Alaska’s Republicans have sparred all year over the size of the Permanent Fund Dividend — a divide that seems to continue growing.

It’s a difference that cost House Rep. Laddie Shaw a chance to succeed the late Chris Birch’s South Anchorage Senate seat.

But Alaska Republican Party Chairman Glenn Clary said he believes the party’s future will eventually be defined by unity.

“My party chairmanship is all about unity and bringing people together,” Clary said. “One of my main roles, according to the rules of the Republican party, is to build relationships with all of the legislators, the governor’s office and every one in the Republican party. That’s what I intend to do.”

The differences played out last week when Senate Republicans found themselves deadlocked over Gov. Mike Dunleavy’s nominating Shaw to replace Birch.

Birch steadfastly believed the state could no longer afford PFD payment under Alaska’s statutory formula, which would be an estimated $3,000. 
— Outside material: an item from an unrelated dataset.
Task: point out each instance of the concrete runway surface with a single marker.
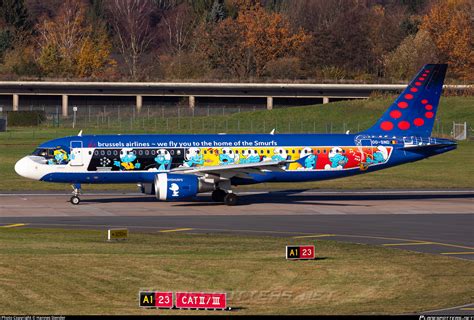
(437, 222)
Shaw, however, believes the state could afford that full payment and it was enough for six of the 12 senators to vote against his nomination. He needed seven votes for the seat.

In a candid interview last week, Shaw said he believed the rejection was personal. Now, Dunleavy has until Sunday to nominate another choice.

Clary said those kinds of differences will be worked out.

“I trust that everyone will come to the table and start negotiating, start unity,” he said. “We’ll start repairing relationships and start moving ahead, because I believe the Republican party has the answers for the future of the state of Alaska. I believe if we’ll implement that with unity, we'll be a better state for it."

On Saturday, the party announced there would be no preferential presidential poll for the 2020 election. Even as several Republicans have declared their candidacy, Clary said this is not an unusual step.

“We have not had any other presidential candidates come to us and say they wanted to be in a primary for the state of Alaska,” he said. “And so with the cost and the work, the Alaska Republican Party Central Committee decided that they would forgo the primary, as they did during the [George W.] Bush era, and use those resources for campaigns and other things.”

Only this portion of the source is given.